So I’ve tried to make an attempt against Kaggle’s cats and dogs dataset as I intended to. In short, some good and bad news:
- I’ve managed to achieve 75% success recognition rate, which is, to be honest, not good at all for binary classification. Still I hoped that’ll give me some features to look at.
- Implementing a deconvolutional network in Theano is a tricky business. There’s an issue on Github about in with no progress, it seems. People also suggest to use Karen Simonyan et al.’s technique for visualization, which is nice, but cannot give me a sneak peek into the second or third network layers (those are the ones I’m interested in, mostly). Still, better then nothing.
- Apparently my network is still not good enough, because that’s what I’ve managed to obtain:
Left: an image that maximizes “dog” class. Right: an image that maximizes “cat” class. Both: I sincerely hoped for deeper dreams.
Actually after staring at them for several minutes it seems that I start to figure out some doggish patterns. Or it’s just plain wishful thinking, I guess.
The technique is very simple and produces valid results for simpler images. For example, that’s MNIST digits:
Which is, again, very nice, but isn’t what I wanted to see. I’d like to check out what’s going on in layer 3 or somewhere around — what are the features that the network learns after it’s done with edges and corners?

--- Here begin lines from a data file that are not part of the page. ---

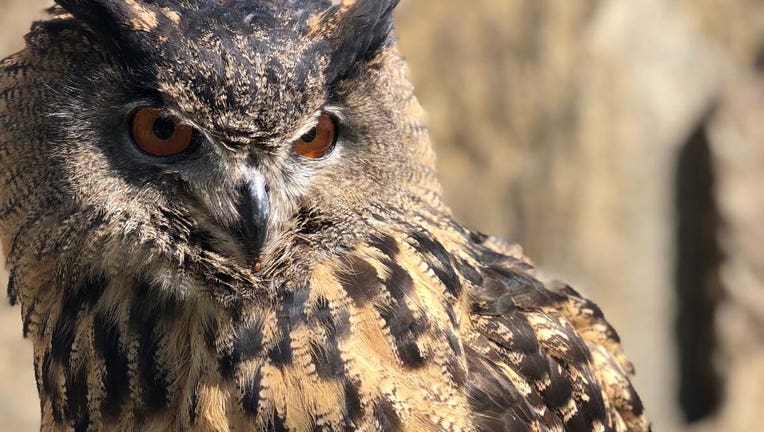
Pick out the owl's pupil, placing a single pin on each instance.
(164, 128)
(310, 136)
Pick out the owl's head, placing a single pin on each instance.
(132, 129)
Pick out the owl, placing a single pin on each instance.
(223, 215)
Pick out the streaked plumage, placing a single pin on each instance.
(368, 307)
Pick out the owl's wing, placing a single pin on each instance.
(541, 357)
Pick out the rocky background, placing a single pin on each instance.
(622, 142)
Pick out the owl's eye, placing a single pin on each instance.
(160, 134)
(320, 141)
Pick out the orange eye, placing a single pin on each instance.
(160, 134)
(319, 142)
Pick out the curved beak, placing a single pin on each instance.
(253, 213)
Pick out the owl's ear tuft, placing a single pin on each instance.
(133, 25)
(356, 30)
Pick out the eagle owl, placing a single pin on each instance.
(223, 215)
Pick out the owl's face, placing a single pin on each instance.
(238, 127)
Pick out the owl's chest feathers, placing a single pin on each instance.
(368, 340)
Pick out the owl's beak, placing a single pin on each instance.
(253, 212)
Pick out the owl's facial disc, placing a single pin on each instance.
(254, 211)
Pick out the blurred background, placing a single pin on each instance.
(622, 143)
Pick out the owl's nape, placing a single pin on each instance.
(223, 215)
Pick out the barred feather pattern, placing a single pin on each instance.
(394, 318)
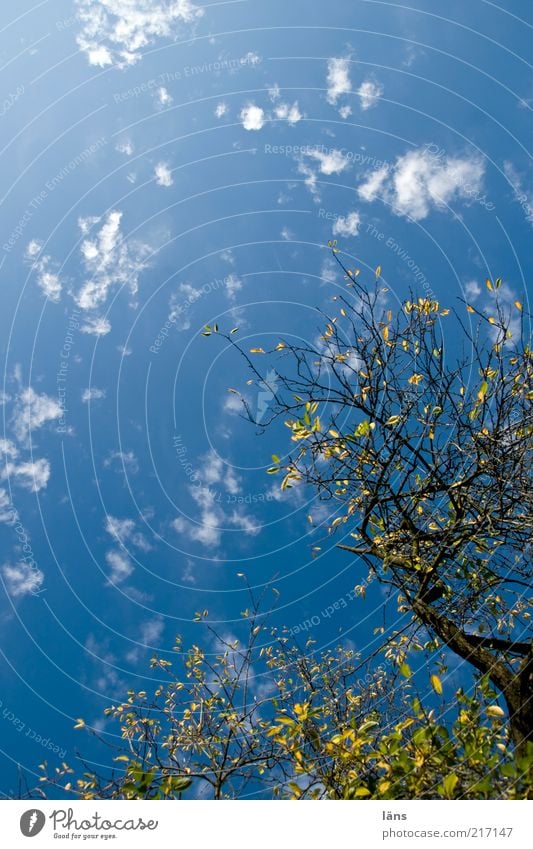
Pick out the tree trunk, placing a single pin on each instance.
(515, 686)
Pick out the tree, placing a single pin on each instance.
(326, 730)
(423, 446)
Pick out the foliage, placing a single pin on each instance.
(325, 731)
(423, 449)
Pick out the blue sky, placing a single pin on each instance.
(185, 164)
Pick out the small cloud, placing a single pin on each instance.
(116, 33)
(92, 393)
(97, 326)
(22, 579)
(288, 113)
(188, 574)
(122, 460)
(369, 93)
(472, 290)
(120, 567)
(221, 109)
(252, 117)
(163, 175)
(47, 277)
(347, 226)
(125, 147)
(163, 97)
(420, 182)
(31, 411)
(124, 530)
(233, 284)
(338, 79)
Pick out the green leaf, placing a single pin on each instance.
(449, 784)
(436, 683)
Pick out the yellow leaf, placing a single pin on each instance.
(436, 684)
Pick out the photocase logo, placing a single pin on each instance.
(32, 822)
(267, 394)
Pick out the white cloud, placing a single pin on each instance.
(188, 576)
(31, 474)
(286, 112)
(163, 175)
(329, 162)
(347, 226)
(47, 277)
(522, 196)
(7, 512)
(109, 260)
(115, 32)
(252, 117)
(233, 404)
(152, 631)
(32, 410)
(33, 248)
(120, 566)
(92, 393)
(233, 284)
(221, 109)
(369, 93)
(328, 272)
(163, 96)
(97, 326)
(125, 147)
(472, 290)
(420, 182)
(228, 257)
(212, 519)
(8, 448)
(22, 579)
(122, 460)
(124, 530)
(338, 79)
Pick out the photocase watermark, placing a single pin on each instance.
(62, 374)
(11, 517)
(354, 156)
(49, 186)
(471, 191)
(394, 246)
(179, 317)
(11, 99)
(32, 822)
(217, 496)
(186, 73)
(327, 613)
(10, 716)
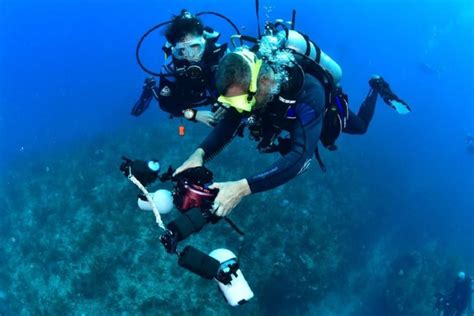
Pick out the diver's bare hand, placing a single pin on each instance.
(195, 160)
(206, 117)
(230, 194)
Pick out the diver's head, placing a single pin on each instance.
(185, 33)
(244, 81)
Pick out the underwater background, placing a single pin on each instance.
(389, 225)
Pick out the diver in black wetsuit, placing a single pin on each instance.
(267, 111)
(187, 77)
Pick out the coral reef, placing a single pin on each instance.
(74, 242)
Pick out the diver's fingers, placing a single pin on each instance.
(215, 185)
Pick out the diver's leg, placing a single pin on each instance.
(358, 124)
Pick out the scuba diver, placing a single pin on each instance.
(186, 80)
(269, 92)
(286, 92)
(457, 301)
(470, 144)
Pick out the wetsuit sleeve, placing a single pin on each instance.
(222, 134)
(167, 96)
(304, 137)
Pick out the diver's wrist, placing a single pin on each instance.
(199, 153)
(244, 187)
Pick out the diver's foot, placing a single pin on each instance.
(379, 85)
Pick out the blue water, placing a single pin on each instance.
(68, 77)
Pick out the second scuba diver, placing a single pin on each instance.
(257, 96)
(186, 80)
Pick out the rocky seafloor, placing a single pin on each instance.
(74, 242)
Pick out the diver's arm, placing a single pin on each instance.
(221, 135)
(304, 139)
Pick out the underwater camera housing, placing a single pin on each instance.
(193, 199)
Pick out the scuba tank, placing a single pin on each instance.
(303, 45)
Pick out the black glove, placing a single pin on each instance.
(140, 169)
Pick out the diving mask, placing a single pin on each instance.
(245, 102)
(191, 50)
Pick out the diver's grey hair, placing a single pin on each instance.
(234, 70)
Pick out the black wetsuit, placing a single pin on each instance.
(358, 124)
(178, 93)
(179, 88)
(304, 135)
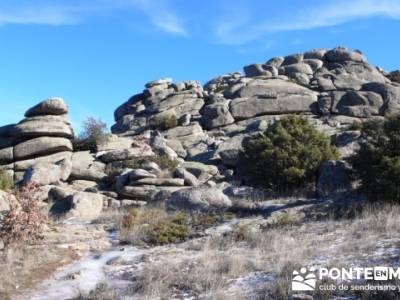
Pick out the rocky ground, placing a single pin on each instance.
(242, 258)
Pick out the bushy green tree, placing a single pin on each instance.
(94, 132)
(288, 155)
(377, 162)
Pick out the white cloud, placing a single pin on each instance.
(162, 16)
(330, 14)
(44, 12)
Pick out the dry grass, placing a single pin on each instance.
(25, 222)
(22, 269)
(210, 269)
(153, 226)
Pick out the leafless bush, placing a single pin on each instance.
(24, 222)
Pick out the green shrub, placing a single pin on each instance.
(356, 125)
(377, 162)
(25, 222)
(288, 155)
(94, 132)
(154, 227)
(6, 181)
(163, 161)
(168, 122)
(394, 76)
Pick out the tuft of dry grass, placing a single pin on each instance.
(211, 269)
(154, 226)
(23, 268)
(25, 222)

Maybe it’s better to switch from Theano and Lasagne to something else. Also, to find a more powerful computing unit than my laptop: it runs fast and nice on MNIST digits, but this little catdog network took something like 3 hours to learn (images were resized to 60x60). Also, still trying to make CUDA work, but given the performance boost people report, there isn’t going to be a miracle anyway.